L’État doit-il nous protéger à tout prix contre les violences ?

Massacre dans une école du Connecticut.

Fusillade du Connecticut : le pouvoir est-il fondé à intervenir pour contrôler la population et lui imposer des mesures exceptionnelles au nom de la sûreté ?

Suite à la fusillade du Connecticut, Obama appelle à des « mesures significatives » pour éviter ces tragédies. Mais le pouvoir est-il fondé à intervenir pour contrôler la population et lui imposer des mesures exceptionnelles au nom de la sûreté ?

Par Damien Theillier.

Massacre dans une école du Connecticut.

Lorsque des crimes terribles sont commis, nombreux sont ceux qui demandent que le pouvoir « fasse quelque chose » en vue de prévenir d’autres drames similaires dans le futur. La sûreté est une fonction reconnue à l’État dans la philosophie classique et pour les libéraux, c’est la seule fonction qui soit vraiment légitime. Mais le pouvoir est-il fondé à intervenir pour contrôler la population et lui imposer des mesures exceptionnelles au nom de la sûreté ?

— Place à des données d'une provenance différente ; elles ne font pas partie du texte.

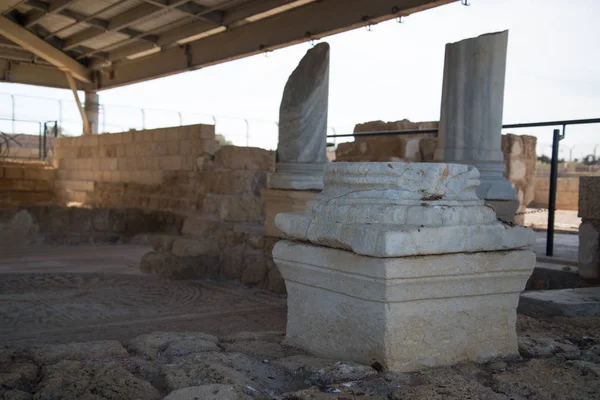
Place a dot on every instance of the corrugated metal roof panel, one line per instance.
(105, 39)
(160, 19)
(88, 7)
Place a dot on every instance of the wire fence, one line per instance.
(17, 110)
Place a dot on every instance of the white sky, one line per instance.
(395, 72)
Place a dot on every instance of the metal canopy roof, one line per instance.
(109, 43)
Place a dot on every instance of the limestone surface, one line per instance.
(404, 313)
(402, 209)
(471, 110)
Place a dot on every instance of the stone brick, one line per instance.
(14, 172)
(232, 262)
(235, 182)
(251, 158)
(589, 197)
(255, 269)
(241, 209)
(170, 266)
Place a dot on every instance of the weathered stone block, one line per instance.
(280, 201)
(241, 209)
(250, 158)
(391, 311)
(191, 247)
(255, 269)
(172, 267)
(589, 197)
(589, 249)
(235, 182)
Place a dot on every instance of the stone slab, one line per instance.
(297, 176)
(405, 313)
(589, 193)
(280, 201)
(564, 302)
(402, 209)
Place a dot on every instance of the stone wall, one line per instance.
(74, 226)
(224, 238)
(567, 192)
(24, 184)
(153, 169)
(519, 152)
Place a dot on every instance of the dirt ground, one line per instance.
(560, 359)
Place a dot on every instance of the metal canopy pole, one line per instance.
(556, 138)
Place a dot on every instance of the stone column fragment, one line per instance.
(301, 152)
(402, 264)
(471, 111)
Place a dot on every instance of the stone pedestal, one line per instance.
(589, 230)
(471, 114)
(406, 313)
(282, 201)
(402, 264)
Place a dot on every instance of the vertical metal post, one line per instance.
(12, 100)
(103, 118)
(556, 138)
(60, 112)
(45, 149)
(247, 133)
(40, 140)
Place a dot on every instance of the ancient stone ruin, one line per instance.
(402, 252)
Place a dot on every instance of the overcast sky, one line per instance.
(395, 70)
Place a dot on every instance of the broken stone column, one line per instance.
(471, 115)
(302, 148)
(402, 264)
(589, 230)
(301, 151)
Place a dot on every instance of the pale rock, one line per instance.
(49, 354)
(405, 313)
(92, 380)
(252, 158)
(303, 110)
(471, 110)
(589, 249)
(542, 345)
(152, 344)
(402, 209)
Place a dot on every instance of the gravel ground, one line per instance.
(560, 359)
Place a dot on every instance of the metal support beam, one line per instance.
(36, 74)
(36, 45)
(73, 86)
(34, 16)
(232, 19)
(311, 21)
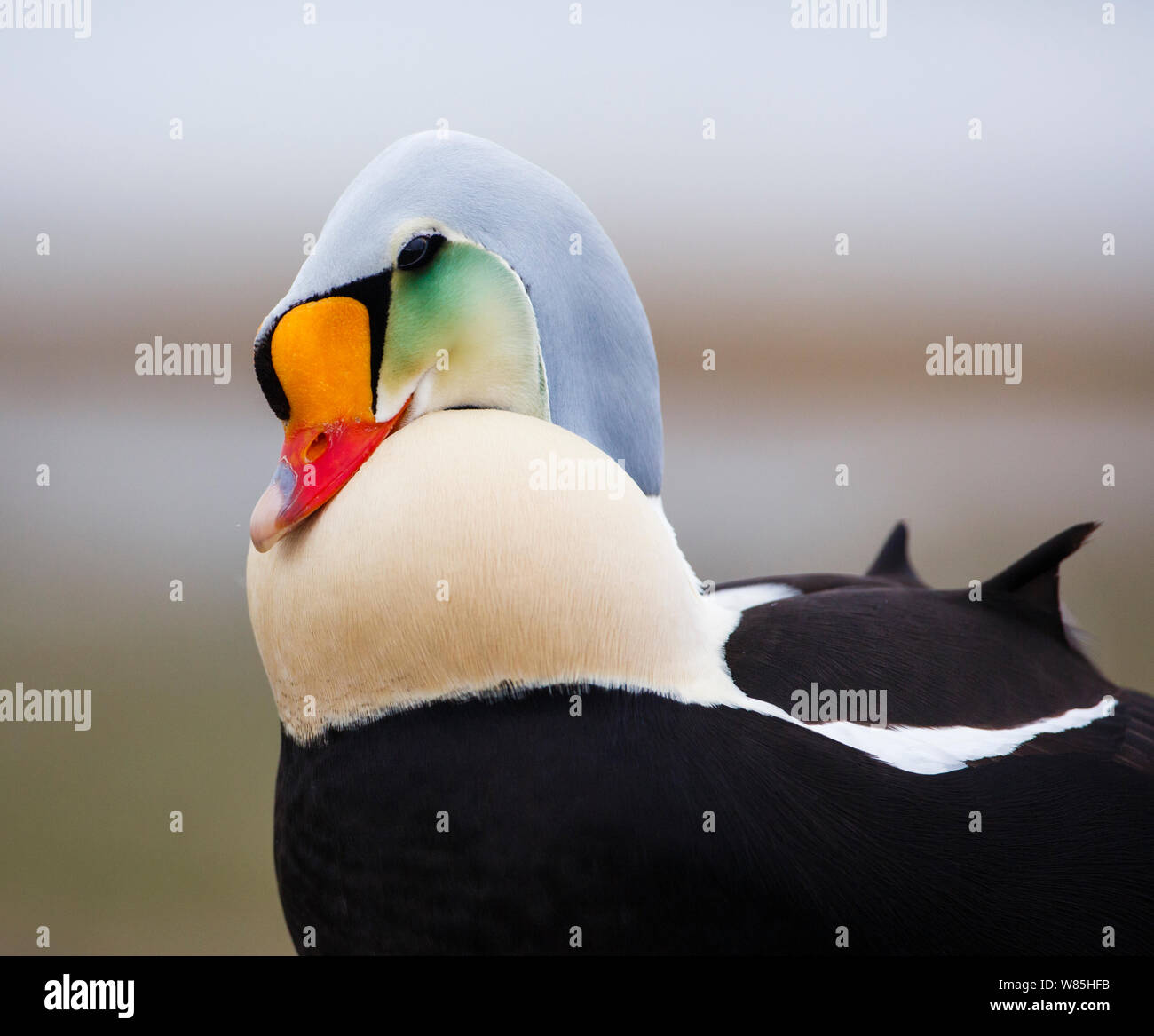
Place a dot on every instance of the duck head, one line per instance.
(451, 274)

La réponse est clairement non. Car cette impulsion débouche généralement sur la création de mauvaises lois et une perte toujours plus importante de liberté. La sécurité totale (risque zéro) n’est ni possible, ni souhaitable car protéger la liberté en supprimant la liberté est un non-sens, une contradiction. La liberté est plus précieuse que la sécurité. En effet, la liberté n’est pas définie par la sécurité. La liberté est définie par la capacité des citoyens à vivre sans subir l’interférence du gouvernement. Or une sécurité totale ne pourrait être mise en place sans un contrôle total sur la vie des citoyens. Seule une société totalitaire pourrait se vanter d’apporter la sécurité totale à son peuple. C’est pourquoi, le gouvernement ne peut nous protéger contre toute forme de violence.

Alors que faire lorsque des individus armés se mettent à tirer à vue et à massacrer des populations ? Que faire lorsque des individus se font exploser dans la foule, lorsqu’ils détournent les avions pour les projeter sur des cibles ?

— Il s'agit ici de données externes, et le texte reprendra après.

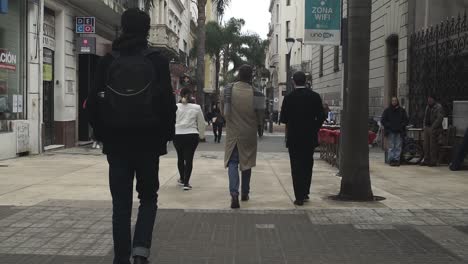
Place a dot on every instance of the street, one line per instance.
(55, 208)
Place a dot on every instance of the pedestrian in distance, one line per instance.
(433, 119)
(190, 129)
(243, 115)
(394, 120)
(218, 122)
(132, 109)
(460, 154)
(303, 113)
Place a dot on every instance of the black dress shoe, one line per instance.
(140, 260)
(299, 202)
(235, 201)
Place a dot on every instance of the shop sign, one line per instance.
(86, 45)
(7, 60)
(85, 25)
(323, 22)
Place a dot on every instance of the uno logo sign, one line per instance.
(7, 60)
(85, 25)
(324, 35)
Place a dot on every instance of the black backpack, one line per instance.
(130, 93)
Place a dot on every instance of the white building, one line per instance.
(392, 22)
(41, 97)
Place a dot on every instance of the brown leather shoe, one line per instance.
(235, 201)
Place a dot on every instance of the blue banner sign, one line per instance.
(323, 22)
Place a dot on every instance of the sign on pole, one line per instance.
(323, 22)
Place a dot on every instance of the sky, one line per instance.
(254, 12)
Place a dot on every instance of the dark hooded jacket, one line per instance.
(394, 120)
(125, 141)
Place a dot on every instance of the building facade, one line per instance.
(392, 23)
(42, 90)
(47, 63)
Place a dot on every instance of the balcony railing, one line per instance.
(162, 36)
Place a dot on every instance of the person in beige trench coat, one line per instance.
(242, 120)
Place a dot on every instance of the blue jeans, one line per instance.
(233, 172)
(122, 170)
(394, 147)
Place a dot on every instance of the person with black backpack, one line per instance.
(394, 120)
(132, 109)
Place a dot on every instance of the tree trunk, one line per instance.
(225, 63)
(218, 70)
(201, 38)
(355, 183)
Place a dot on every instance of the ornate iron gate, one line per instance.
(438, 66)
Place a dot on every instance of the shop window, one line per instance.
(12, 45)
(336, 60)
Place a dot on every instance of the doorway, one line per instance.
(392, 68)
(86, 74)
(48, 97)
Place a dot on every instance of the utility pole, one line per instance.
(355, 182)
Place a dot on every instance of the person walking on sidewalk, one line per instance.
(218, 122)
(394, 120)
(433, 119)
(243, 115)
(132, 109)
(190, 129)
(460, 154)
(303, 113)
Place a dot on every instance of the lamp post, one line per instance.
(290, 44)
(271, 96)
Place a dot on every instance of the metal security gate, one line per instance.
(439, 66)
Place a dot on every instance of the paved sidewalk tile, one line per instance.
(60, 234)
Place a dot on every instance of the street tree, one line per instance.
(356, 183)
(201, 42)
(200, 36)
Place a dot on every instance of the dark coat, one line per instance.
(152, 140)
(303, 114)
(394, 120)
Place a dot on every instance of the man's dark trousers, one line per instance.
(122, 170)
(460, 153)
(302, 162)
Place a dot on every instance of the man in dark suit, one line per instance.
(303, 114)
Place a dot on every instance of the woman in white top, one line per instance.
(190, 128)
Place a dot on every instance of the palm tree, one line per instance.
(355, 183)
(214, 45)
(201, 45)
(200, 36)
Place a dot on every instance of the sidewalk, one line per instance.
(55, 208)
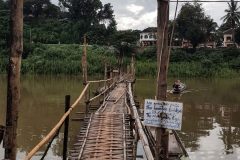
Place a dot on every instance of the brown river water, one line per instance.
(211, 116)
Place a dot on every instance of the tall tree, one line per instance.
(233, 14)
(40, 8)
(13, 87)
(161, 148)
(193, 24)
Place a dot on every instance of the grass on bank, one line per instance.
(66, 59)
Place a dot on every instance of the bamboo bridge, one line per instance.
(114, 129)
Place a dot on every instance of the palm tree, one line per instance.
(232, 16)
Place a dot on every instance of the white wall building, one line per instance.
(148, 36)
(228, 38)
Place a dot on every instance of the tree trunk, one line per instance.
(84, 61)
(163, 57)
(13, 88)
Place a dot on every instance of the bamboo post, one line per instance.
(133, 65)
(84, 72)
(105, 78)
(162, 136)
(84, 61)
(66, 124)
(13, 86)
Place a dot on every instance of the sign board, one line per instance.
(163, 114)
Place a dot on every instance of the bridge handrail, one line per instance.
(97, 81)
(57, 126)
(141, 132)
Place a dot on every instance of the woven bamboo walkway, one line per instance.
(106, 134)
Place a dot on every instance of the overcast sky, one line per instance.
(139, 14)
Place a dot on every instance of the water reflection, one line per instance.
(211, 121)
(41, 106)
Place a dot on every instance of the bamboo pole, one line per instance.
(66, 126)
(102, 92)
(13, 86)
(98, 81)
(140, 130)
(163, 57)
(84, 61)
(56, 127)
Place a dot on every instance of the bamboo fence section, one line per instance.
(97, 81)
(56, 127)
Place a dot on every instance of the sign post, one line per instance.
(163, 114)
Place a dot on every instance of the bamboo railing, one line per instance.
(142, 135)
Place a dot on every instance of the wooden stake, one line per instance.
(13, 87)
(66, 124)
(84, 61)
(161, 148)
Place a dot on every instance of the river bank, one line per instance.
(66, 59)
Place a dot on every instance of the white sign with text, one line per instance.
(163, 114)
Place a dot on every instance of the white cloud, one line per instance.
(134, 8)
(139, 14)
(143, 21)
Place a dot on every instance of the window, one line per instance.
(229, 38)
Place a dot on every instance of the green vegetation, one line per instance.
(63, 59)
(66, 59)
(203, 63)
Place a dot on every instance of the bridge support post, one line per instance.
(162, 135)
(66, 124)
(13, 86)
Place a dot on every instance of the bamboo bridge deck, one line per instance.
(106, 133)
(113, 130)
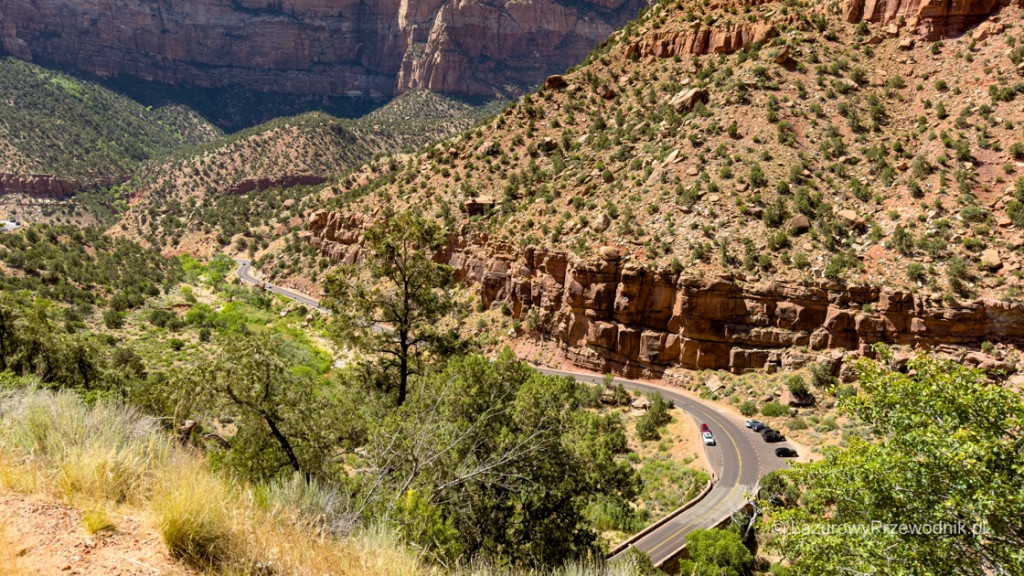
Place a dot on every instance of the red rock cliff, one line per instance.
(609, 314)
(933, 18)
(38, 186)
(315, 47)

Bien entendu, des contrôles externes limités sont imposés par l’État à notre comportement par le biais des lois, de la police, voire des prisons en cas de crime. Mais en dépit de toutes les lois anti-armes, un individu ou un groupe déterminé pourra toujours causer beaucoup de dégâts. Il faut donc se méfier de l’illusion d’une sécurité apportée par l’État. En revanche le contrôle de soi est un moyen de régulation du comportement humain bien plus efficace que toute forme de loi. Le sens de la responsabilité doit être développé dès l’enfance, par l’influence positive de la famille et des modèles sociaux. Après l’enfance, le développement de la personnalité peut se faire au travers de la religion, des associations et des institutions sociales et civiques. Le contrôle de soi ne peut se développer sans éducation morale et spirituelle. Mais l’État n’est pas un acteur moral, il n’est pas mandaté pour façonner notre caractère. Il doit se contenter de protéger nos droits.

Désirons-nous réellement vivre dans un monde fait de contrôles de police, de caméras de surveillance et de détecteurs de métaux ? La liberté n’a de sens que lorsque nous décidons de continuer à avoir foi en elle malgré les tragédies et le faux filet de sécurité offert par le pouvoir.